A manufacturing process for an N-channel VDMOSFET is described in “Power MOSFETs: Power for the 80s”, D. Grant and A. Tregida, Solid State Technology, November 1985, which is incorporated herein by reference. The process provides for epitaxially growing a lightly doped N type silicon layer over a heavily doped silicon substrate; performing a field oxidation; forming the heavily doped deep body regions; defining active areas of the device; growing a gate oxide layer over said active areas; depositing and doping a polysilicon layer over the gate oxide layer; defining gate regions by selectively etching the polysilicon layer; forming the body regions and the source regions to define the channel of the VDMOSFET; depositing an oxide layer over the entire surface of the chip; defining contact areas in said oxide layer; forming metal layers on the top and bottom surfaces of the chip; and passivating the top surface of the chip.
More evolved VDMOSFET structures are described in the U.S. Pat. No. 5,382,538 and U.S. Pat. No. 4,774,198, both incorporated herein by reference.
For example, in the U.S. Pat. No. 5,382,538 a structure is described wherein the heavily doped deep body regions are formed inside the more lightly doped body regions, and are self-aligned with the polysilicon gate (and thus with the channel regions). A manufacturing process suitable for obtaining this structure differs from the previously described process in that both the lightly doped body regions and the heavily doped deep body regions are formed in a self-aligned manner with the polysilicon gates, and the lightly doped body regions are formed first.

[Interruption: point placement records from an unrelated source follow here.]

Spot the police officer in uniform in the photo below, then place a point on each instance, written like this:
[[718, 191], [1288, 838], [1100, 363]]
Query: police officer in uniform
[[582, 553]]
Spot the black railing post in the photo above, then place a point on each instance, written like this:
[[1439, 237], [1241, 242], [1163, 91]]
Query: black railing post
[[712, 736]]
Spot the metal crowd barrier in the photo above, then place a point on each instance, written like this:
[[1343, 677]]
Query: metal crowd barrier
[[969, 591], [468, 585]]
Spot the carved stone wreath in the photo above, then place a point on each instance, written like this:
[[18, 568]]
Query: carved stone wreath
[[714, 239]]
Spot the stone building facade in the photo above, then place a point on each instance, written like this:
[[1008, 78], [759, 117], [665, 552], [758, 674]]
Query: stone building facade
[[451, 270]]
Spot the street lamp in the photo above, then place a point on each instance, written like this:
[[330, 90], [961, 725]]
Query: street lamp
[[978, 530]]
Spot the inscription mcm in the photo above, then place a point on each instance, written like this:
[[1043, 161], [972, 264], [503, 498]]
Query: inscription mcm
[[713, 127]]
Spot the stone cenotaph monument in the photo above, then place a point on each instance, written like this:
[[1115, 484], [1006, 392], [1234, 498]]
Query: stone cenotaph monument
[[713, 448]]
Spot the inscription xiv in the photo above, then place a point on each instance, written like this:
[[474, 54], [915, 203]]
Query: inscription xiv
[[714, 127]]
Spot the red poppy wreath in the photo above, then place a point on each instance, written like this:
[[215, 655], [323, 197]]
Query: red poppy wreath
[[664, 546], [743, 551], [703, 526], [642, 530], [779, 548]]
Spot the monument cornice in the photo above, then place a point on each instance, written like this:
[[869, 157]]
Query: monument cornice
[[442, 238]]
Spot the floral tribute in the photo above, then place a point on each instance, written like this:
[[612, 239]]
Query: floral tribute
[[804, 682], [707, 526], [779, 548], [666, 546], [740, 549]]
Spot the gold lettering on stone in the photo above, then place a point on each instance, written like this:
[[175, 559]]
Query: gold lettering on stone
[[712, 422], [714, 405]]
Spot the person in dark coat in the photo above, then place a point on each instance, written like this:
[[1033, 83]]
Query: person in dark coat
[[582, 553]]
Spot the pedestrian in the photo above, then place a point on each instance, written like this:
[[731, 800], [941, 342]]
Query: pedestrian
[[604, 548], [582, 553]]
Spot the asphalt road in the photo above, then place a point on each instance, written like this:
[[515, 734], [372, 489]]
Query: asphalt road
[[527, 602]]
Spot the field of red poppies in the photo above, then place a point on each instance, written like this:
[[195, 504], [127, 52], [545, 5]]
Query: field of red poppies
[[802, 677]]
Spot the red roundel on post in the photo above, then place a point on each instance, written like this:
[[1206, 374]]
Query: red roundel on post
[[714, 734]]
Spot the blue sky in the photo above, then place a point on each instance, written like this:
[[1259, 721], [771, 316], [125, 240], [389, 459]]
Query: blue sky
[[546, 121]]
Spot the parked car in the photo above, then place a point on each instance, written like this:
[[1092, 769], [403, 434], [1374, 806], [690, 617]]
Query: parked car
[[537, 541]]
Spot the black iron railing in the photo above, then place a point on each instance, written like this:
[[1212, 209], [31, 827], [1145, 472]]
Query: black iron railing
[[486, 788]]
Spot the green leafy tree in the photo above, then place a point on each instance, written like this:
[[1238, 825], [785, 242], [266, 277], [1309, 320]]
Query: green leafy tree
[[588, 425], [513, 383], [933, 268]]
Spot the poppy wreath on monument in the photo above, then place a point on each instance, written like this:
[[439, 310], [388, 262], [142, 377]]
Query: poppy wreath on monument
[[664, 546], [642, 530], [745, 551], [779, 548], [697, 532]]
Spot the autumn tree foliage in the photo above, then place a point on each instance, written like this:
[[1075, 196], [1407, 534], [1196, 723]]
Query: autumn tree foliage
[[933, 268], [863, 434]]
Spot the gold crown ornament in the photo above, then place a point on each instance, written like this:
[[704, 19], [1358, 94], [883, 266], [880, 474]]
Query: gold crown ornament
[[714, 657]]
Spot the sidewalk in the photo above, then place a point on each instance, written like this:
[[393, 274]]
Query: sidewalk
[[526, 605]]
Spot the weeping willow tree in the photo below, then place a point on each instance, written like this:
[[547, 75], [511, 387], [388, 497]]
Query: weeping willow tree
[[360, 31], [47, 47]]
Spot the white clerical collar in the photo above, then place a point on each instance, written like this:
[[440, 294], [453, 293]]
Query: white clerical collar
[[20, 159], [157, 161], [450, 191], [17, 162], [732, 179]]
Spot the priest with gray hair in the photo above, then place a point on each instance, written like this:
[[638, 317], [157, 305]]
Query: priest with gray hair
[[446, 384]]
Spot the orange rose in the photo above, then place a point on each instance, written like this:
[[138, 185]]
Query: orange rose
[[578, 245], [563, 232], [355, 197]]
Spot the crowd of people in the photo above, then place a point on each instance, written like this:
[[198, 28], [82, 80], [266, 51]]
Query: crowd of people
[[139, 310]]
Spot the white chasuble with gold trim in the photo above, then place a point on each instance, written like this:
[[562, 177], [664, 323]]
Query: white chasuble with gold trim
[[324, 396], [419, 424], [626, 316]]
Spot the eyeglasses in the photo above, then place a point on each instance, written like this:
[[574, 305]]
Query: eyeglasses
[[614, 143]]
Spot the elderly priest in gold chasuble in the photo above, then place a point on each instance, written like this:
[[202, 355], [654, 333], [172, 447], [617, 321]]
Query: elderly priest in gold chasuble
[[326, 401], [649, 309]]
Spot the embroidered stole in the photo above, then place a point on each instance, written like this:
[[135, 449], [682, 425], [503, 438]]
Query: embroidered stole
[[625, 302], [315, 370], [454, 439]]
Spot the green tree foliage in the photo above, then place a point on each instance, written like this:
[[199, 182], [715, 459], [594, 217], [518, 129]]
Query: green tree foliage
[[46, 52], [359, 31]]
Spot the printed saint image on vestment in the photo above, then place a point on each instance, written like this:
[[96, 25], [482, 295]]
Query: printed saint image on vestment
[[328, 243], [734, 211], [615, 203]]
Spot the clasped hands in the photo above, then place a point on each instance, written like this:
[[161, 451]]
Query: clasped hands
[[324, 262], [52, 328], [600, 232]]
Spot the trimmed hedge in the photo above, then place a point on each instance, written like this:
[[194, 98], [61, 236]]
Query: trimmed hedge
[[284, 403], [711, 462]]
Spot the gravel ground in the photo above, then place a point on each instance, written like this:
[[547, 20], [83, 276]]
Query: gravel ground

A major problem of power VDMOSFETs is that the lightly doped epitaxial layer, having a significant resistivity, causes the power device to have a high on-state resistance RDSon (the resistance value between drain and source terminals when the device is in the conductive state). High RDSon values result in significant power dissipation.
Furthermore, it is known that power VDMOSFETs which must withstand high drain-source voltages require highly resistive and thick epitaxial layers, and that the RDSon value increases rapidly with the breakdown voltage BV.
In the U.S. Pat. No. 4,974,059 a high power MOSFET structure is disclosed which is substantially similar to the structure described in the already mentioned U.S. Pat. No. 5,382,538, but in which the regions between the elementary cells have the same conductivity type of the epitaxial layer but lower resistivity reducing the RDSon value of the power MOSFET. All these regions are continuous and shallower than the body regions of the VDMOSFET elementary cells.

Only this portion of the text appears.